The case with cgroups is a bit different, but that's not really systemd's fault - the kernel/Tejun wants to move towards a single hierarchy, not systemd. Since systemd relies on controlling the cgroup hierarchy it cannot easily use a separate cgroup controlling daemon without having pid 1 rely on other processes without similar protections as pid 1 has from the kernel.

If there's things to critize about system's cgroup handling it's that they've built an API to control cgroups in a relatively short time which they are bound to continue to provide. Since it has to be generic enough to a) be implementable by others b) not block any future cgroup usage that makes me a bit wary.

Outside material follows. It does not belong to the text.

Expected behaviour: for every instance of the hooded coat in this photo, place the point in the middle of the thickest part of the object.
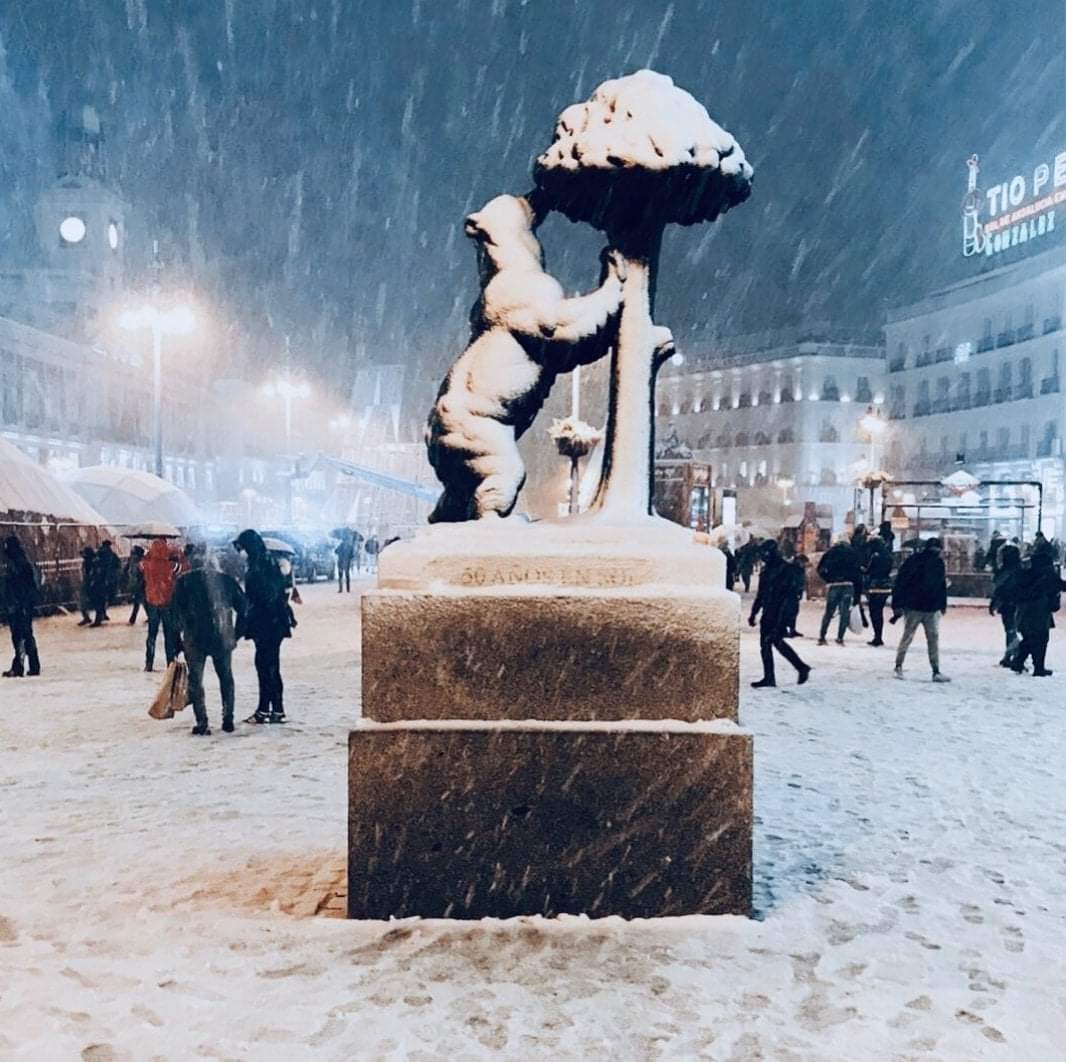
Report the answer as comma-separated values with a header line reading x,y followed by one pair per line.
x,y
268,614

Another daemon for managing control groups

Posted Jan 3, 2014 18:08 UTC (Fri) by Cyberax (✭ supporter ✭, #52523) [Link]

>Right, and car manufacturers in this analogy are distributions and system administrators of large installations. Systemd is not flexible enough as designed. I want to replace the cron-equivalent with another tool, I want to use a different logind, I want to use a different cgroups manager.

Nothing stops you from running your own cron implementation, syslog implementation or eschewing logind entirely. Systemd simply provides a lot of very convenient utilities but they are not mandatory.

The only problem is in the boneheaded single-writer cgroups hierarchy. But that's not entirely a systemd's failure.